Roma. Rieccoli Chi? Tutti quelli che hanno in mente un'idea: il potere reale è quello finanziario e quando ce n'è un pezzo in gioco bisogna darsi da fare per partecipare alla partita. Soprattutto se quel pezzo di potere si chiama Mediobanca. Negli ultimi giorni del 2008 due protagonisti si sono fatti avanti, acquisendo o arrotondando le loro partecipazioni nella banca presieduta con cortesia formale, ma sostanziale pugno di ferro, da Cesare Geronzi. Il primo si chiama Paolo Biasi, presidente della Fondazione Cassa di Verona (primo azionista di Unicredit con il 5 per cento), che ha portato la partecipazione nell'istituto di piazzetta Cuccia al 3,13 per cento. Il secondo protagonista si chiama Jp Morgan ed è salito al 2,036 per cento nella banca milanese. Sullo sfondo ci sono altri personaggi ed enti desiderosi di avanzare: ancora alcune fondazioni bancarie e - perché no? - qualche fondo sovrano.
Ma perché tutti si candidano per entrare alla corte di Geronzi? Che cosa si aspettano di ottenere in cambio? Per Biasi, le motivazioni sono più di una. La Fondazione ha il problema di diversificare gli investimenti. Nel 2008 il 73 per cento dei suoi incassi sono arrivati dal dividendo di 170 milioni per l'esercizio 2007 distribuito da Unicredit: troppo dipendente da un'unica fonte che, oltretutto, per il 2008 non elargirà dividendi in contanti. Per questo, se bisogna diversificare, non è sbagliato per un investitore istituzionale - dicono gli addetti ai lavori - puntare su Mediobanca perchè piazzetta Cuccia è ritenuta un buon affare: il suo bilancio 2008 non dovrebbe uscire troppo malinconico e il dividendo molto probabilmente ci sarà. A questi due ragionamenti se ne aggiunge un terzo, ancora più importante.
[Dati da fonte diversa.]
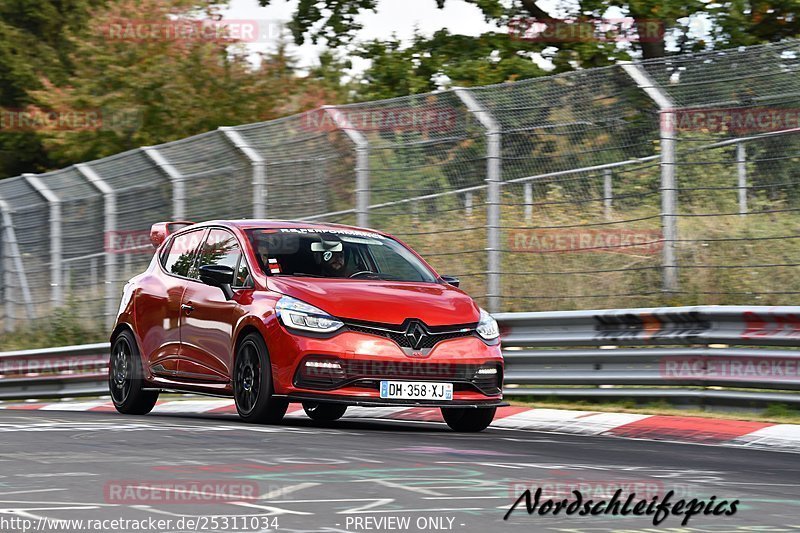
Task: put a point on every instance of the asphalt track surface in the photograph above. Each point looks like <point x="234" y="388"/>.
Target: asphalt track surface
<point x="313" y="477"/>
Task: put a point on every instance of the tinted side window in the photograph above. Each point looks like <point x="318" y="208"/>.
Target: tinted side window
<point x="178" y="259"/>
<point x="242" y="277"/>
<point x="220" y="248"/>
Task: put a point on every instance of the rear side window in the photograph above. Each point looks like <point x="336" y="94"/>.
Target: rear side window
<point x="178" y="257"/>
<point x="220" y="248"/>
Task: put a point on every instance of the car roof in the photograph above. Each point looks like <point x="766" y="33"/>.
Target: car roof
<point x="246" y="224"/>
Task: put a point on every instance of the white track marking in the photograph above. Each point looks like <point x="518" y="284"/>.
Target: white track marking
<point x="277" y="493"/>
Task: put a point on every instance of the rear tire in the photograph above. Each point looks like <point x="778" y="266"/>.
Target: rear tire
<point x="467" y="419"/>
<point x="252" y="383"/>
<point x="324" y="412"/>
<point x="126" y="378"/>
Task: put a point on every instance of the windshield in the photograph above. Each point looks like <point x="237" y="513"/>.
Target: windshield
<point x="335" y="254"/>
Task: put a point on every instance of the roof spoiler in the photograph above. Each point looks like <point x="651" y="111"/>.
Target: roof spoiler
<point x="161" y="230"/>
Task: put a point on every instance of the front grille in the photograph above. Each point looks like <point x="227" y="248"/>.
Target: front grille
<point x="398" y="334"/>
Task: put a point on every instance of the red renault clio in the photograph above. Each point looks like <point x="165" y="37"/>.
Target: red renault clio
<point x="273" y="312"/>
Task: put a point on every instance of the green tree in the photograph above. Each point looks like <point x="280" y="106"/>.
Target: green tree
<point x="155" y="90"/>
<point x="502" y="56"/>
<point x="34" y="43"/>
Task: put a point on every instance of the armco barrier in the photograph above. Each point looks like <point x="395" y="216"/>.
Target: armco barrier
<point x="726" y="354"/>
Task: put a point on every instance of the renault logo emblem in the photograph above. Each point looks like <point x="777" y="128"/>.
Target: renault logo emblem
<point x="415" y="335"/>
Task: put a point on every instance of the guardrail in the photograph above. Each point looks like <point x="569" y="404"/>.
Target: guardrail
<point x="723" y="354"/>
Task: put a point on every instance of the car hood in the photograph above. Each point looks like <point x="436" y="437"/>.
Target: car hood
<point x="388" y="302"/>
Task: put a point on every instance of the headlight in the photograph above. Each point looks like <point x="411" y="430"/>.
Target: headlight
<point x="296" y="314"/>
<point x="487" y="327"/>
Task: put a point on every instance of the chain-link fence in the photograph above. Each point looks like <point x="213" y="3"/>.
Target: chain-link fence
<point x="671" y="181"/>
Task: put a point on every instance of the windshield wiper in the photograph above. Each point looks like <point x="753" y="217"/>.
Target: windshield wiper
<point x="299" y="275"/>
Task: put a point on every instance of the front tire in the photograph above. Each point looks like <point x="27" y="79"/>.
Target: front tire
<point x="467" y="419"/>
<point x="126" y="378"/>
<point x="324" y="412"/>
<point x="252" y="383"/>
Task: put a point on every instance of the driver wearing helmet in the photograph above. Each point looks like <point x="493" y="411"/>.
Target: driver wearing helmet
<point x="333" y="264"/>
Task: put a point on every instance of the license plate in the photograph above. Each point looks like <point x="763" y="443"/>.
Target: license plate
<point x="416" y="390"/>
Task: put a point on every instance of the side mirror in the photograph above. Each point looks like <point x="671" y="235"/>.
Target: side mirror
<point x="451" y="280"/>
<point x="218" y="276"/>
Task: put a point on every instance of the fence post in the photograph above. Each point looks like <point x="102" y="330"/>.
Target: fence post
<point x="741" y="167"/>
<point x="56" y="252"/>
<point x="362" y="163"/>
<point x="608" y="194"/>
<point x="258" y="164"/>
<point x="493" y="184"/>
<point x="528" y="195"/>
<point x="178" y="184"/>
<point x="109" y="228"/>
<point x="11" y="251"/>
<point x="669" y="221"/>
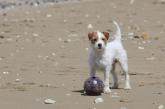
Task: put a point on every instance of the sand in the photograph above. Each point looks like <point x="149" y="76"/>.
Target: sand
<point x="44" y="52"/>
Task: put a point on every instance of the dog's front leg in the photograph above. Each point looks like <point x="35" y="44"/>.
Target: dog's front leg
<point x="92" y="71"/>
<point x="106" y="80"/>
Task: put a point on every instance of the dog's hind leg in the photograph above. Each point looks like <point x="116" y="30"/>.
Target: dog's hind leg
<point x="124" y="65"/>
<point x="114" y="76"/>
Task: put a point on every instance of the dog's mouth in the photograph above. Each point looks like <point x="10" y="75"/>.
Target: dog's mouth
<point x="99" y="47"/>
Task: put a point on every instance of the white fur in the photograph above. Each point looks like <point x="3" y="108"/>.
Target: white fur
<point x="104" y="58"/>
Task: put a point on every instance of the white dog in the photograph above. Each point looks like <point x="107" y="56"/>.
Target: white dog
<point x="105" y="55"/>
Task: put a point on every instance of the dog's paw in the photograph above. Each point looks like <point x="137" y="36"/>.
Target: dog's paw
<point x="107" y="90"/>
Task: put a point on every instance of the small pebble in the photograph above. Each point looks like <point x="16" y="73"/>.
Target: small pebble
<point x="17" y="80"/>
<point x="49" y="101"/>
<point x="90" y="26"/>
<point x="48" y="15"/>
<point x="5" y="73"/>
<point x="141" y="48"/>
<point x="98" y="100"/>
<point x="161" y="107"/>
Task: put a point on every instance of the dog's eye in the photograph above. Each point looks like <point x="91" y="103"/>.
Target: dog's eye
<point x="94" y="40"/>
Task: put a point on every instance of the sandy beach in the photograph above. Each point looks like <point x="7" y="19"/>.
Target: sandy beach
<point x="44" y="53"/>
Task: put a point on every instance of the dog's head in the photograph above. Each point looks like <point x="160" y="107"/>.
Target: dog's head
<point x="98" y="39"/>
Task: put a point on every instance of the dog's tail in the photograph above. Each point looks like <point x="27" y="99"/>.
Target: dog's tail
<point x="118" y="31"/>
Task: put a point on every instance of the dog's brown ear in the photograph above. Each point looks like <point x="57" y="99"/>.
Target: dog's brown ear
<point x="106" y="34"/>
<point x="90" y="35"/>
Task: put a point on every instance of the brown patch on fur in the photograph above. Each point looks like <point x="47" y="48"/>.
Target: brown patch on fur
<point x="106" y="34"/>
<point x="93" y="37"/>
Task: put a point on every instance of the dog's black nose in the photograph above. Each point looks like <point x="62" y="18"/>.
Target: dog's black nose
<point x="99" y="45"/>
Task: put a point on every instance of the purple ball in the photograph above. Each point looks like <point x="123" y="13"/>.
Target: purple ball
<point x="93" y="86"/>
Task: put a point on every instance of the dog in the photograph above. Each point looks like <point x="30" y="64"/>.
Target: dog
<point x="105" y="54"/>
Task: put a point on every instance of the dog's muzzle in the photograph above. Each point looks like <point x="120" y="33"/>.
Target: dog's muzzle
<point x="99" y="46"/>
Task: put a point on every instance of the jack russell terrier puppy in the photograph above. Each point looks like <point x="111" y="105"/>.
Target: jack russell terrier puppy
<point x="105" y="55"/>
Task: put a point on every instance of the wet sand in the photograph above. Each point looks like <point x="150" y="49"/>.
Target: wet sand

La finanza italiana ruota attorno a pochissimi perni e il più importante di questi si chiama proprio Mediobanca. A fine anno scade il patto di sindacato che lega gli attuali soci delle prima merchant bank italiana, altrettanti membri del salotto buono della finanza nazionale più alcuni potenti partner stranieri (in particolare francesi), tutti alleati leali ma anche sospettosi e guardinghi. Oltre alla questione del patto, c'è da considerare che due azionisti di rilievo, Unicredit e la Tasssara di Romain Zaleski, dovranno vendere le quote. Quindi nei prossimi mesi ci sarà movimento nei piani alti che controllano piazzetta Cuccia.

I movimenti al pian terreno
Altrettanto interessanti le partite che stanno per aprirsi al piano di sotto, cioè nelle controllate di piazzetta Cuccia. Le Generali, di cui Mediobanca possiede circa il 15 per cento, stanno per assistere a grandi cambiamenti: alcuni soci sono in uscita (Tassara, Ligresti, De Agostini), altri vogliono crescere (Caltagirone) altri ancora vorrebbero entrare (i fondi libici che trovano però ostilità del presidente Antoine Bernheim). I giochi si apriranno tra breve e saranno decisivi per l'assetto di potere nella finanza italiana. Biasi è interessato perchè già una volta ha puntato, senza successo, alla poltrona di numero uno del Leone di Trieste. Altra partita destinata a entrare a breve nel vivo è quella di Telecom. Mediobanca vi partecipa attraverso Telco (azionista di riferimento della società di tlc), i cui soci di  maggioranza relativa sono gli spagnoli di Telefonica. Si sa che se ne andrebbero volentieri, ma trovare chi li sostituisce nel ruolo non è facile di questi tempi. Potrebbe provarci Jp Morgan, grande esperta in materia avendo già organizzato e finanziato la scalata di Roberto Colaninno.
Ma sono anche altre (sebbene di minore peso finanziario) le questioni da risolvere. C'è per esempio Rcs. La casa editrice del Corriere della Sera soffre la crisi del settore come tutti i suoi concorrenti. Ma ha un problema in più: l'acquisizione della spagnole Recoletos è costata una cifra da alcuni giudicata esorbitante e ha portato l'indebitamento a 1,3 miliardi. Nulla di drammatico, ma qualcosa di cui prima o poi bisognerà occuparsi, magari prendendo decisioni delicate che riguardano le prime linee del management. E a chi toccherà muovere per primo? Naturalmente al principale azionista: Mediobanca.